I am assuming that you can extract data from the masked_array. Then perform the following operations:

#  Convert the list of bytes to a list of strings
ds = list(map(lambda x: x.decode('utf-8'), data))

#  Covert List of strings to a String and strip any trailing spaces
sd = ''.join(ds).strip()

This could of course be performed in a single line of code as follows:

sd = ''.join(list(map(lambda x: x.decode('utf-8'), data))).strip()
0
Sam Mason On

as an answer to your follow-up question, you might be able to let Numpy do some of the work by just working with the underlying bytes. for example, I can create a large number of similar shaped objects via:

import numpy as np
from string import ascii_letters, digits

letters = np.array(list(ascii_letters + digits), dtype='S1')

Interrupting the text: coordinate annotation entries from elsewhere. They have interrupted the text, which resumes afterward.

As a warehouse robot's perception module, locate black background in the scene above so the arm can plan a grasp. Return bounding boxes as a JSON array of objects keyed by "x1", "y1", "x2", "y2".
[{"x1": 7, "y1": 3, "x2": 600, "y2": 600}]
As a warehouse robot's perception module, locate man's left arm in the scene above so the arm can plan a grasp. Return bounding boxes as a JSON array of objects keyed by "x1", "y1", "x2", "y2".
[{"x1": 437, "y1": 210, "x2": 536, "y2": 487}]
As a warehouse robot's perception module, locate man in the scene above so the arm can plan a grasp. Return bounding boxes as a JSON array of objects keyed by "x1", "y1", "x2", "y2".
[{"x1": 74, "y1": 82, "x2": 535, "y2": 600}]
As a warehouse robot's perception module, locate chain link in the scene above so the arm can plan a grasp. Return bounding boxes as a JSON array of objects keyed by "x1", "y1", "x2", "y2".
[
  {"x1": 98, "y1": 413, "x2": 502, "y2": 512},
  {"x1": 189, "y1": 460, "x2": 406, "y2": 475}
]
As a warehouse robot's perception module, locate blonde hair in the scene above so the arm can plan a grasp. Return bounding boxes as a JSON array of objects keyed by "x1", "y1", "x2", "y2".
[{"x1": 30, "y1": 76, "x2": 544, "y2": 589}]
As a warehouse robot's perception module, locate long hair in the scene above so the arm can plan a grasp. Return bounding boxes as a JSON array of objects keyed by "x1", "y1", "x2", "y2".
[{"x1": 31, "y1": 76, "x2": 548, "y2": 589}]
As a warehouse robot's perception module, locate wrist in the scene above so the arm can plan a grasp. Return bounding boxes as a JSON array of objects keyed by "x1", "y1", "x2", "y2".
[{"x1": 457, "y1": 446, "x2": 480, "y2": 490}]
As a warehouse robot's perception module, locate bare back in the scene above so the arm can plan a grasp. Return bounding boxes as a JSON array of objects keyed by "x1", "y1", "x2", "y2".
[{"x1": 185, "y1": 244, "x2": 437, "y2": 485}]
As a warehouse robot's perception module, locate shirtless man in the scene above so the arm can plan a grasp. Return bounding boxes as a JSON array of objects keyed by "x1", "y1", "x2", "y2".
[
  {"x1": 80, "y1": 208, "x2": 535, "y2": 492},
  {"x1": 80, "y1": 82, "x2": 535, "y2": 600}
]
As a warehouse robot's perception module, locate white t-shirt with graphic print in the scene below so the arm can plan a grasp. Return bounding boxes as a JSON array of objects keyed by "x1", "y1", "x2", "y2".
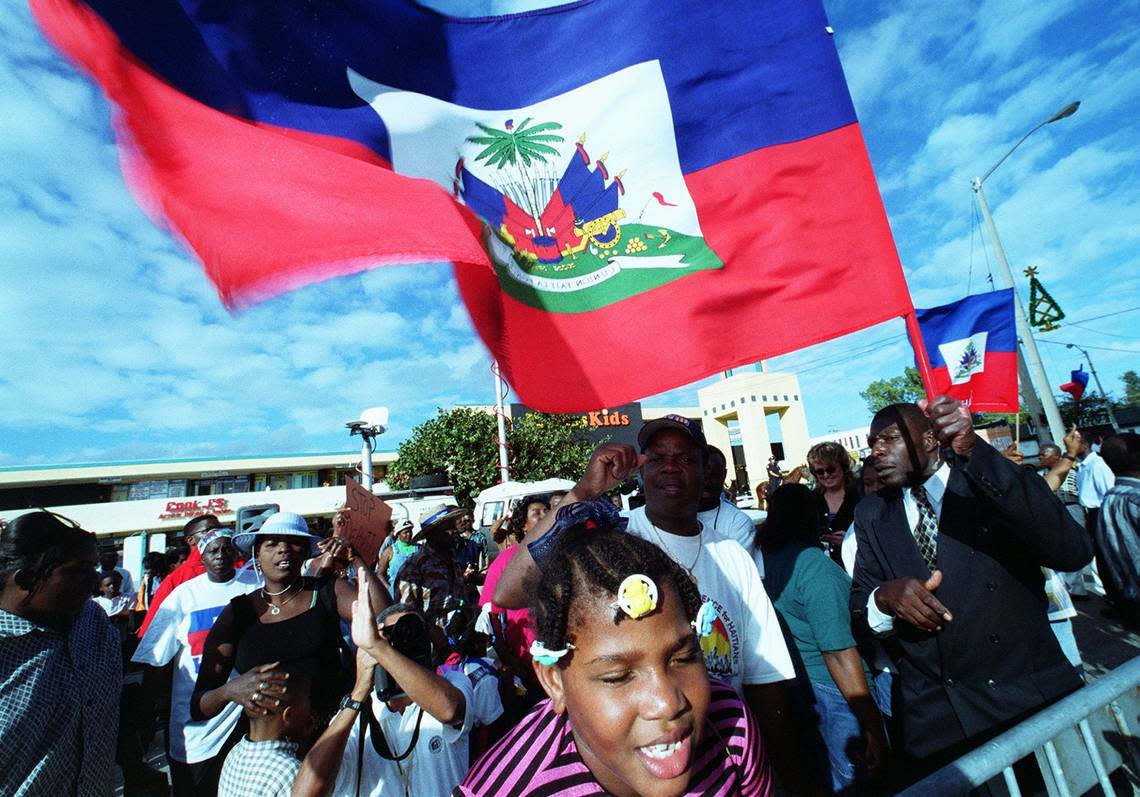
[{"x1": 627, "y1": 506, "x2": 796, "y2": 692}]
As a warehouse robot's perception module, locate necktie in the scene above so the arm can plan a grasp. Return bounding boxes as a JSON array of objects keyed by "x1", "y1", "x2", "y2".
[{"x1": 911, "y1": 485, "x2": 938, "y2": 572}]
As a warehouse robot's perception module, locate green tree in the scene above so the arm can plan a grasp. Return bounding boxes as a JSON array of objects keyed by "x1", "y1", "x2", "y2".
[
  {"x1": 467, "y1": 116, "x2": 563, "y2": 235},
  {"x1": 860, "y1": 367, "x2": 926, "y2": 415},
  {"x1": 388, "y1": 407, "x2": 594, "y2": 506},
  {"x1": 1057, "y1": 392, "x2": 1123, "y2": 429},
  {"x1": 1121, "y1": 371, "x2": 1140, "y2": 407}
]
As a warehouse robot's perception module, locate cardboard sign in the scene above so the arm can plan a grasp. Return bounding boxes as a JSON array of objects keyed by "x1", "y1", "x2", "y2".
[{"x1": 337, "y1": 477, "x2": 392, "y2": 567}]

v = np.random.choice(letters, (100_000, 10))

The first three elements of this look like:

[[b'W' b'B' b'W' b'4' b'O' b'B' b'A' b'4' b'Q' b'n']
 [b'I' b'I' b'T' b'u' b'K' b'K' b'U' b'a' b'r' b'r']
 [b'V' b'f' b'n' b'U' b'G' b'0' b'j' b'R' b'm' b'C']]

I can then convert these back to strings via some byte level shanigans:

[bytes.decode(s) for s in np.frombuffer(v, dtype='S10')]

The first three look like:

['WBW4OBA4Qn', 'IITuKKUarr', 'VfnUG0jRmC']

which hopefully makes sense. This takes ~20ms which is quicker than a version which goes through Python:

[b''.join(r).decode() for r in v]

taking ~200ms. This is still much faster than the version of code you posted, so maybe you could be accessing netcdf more efficiently.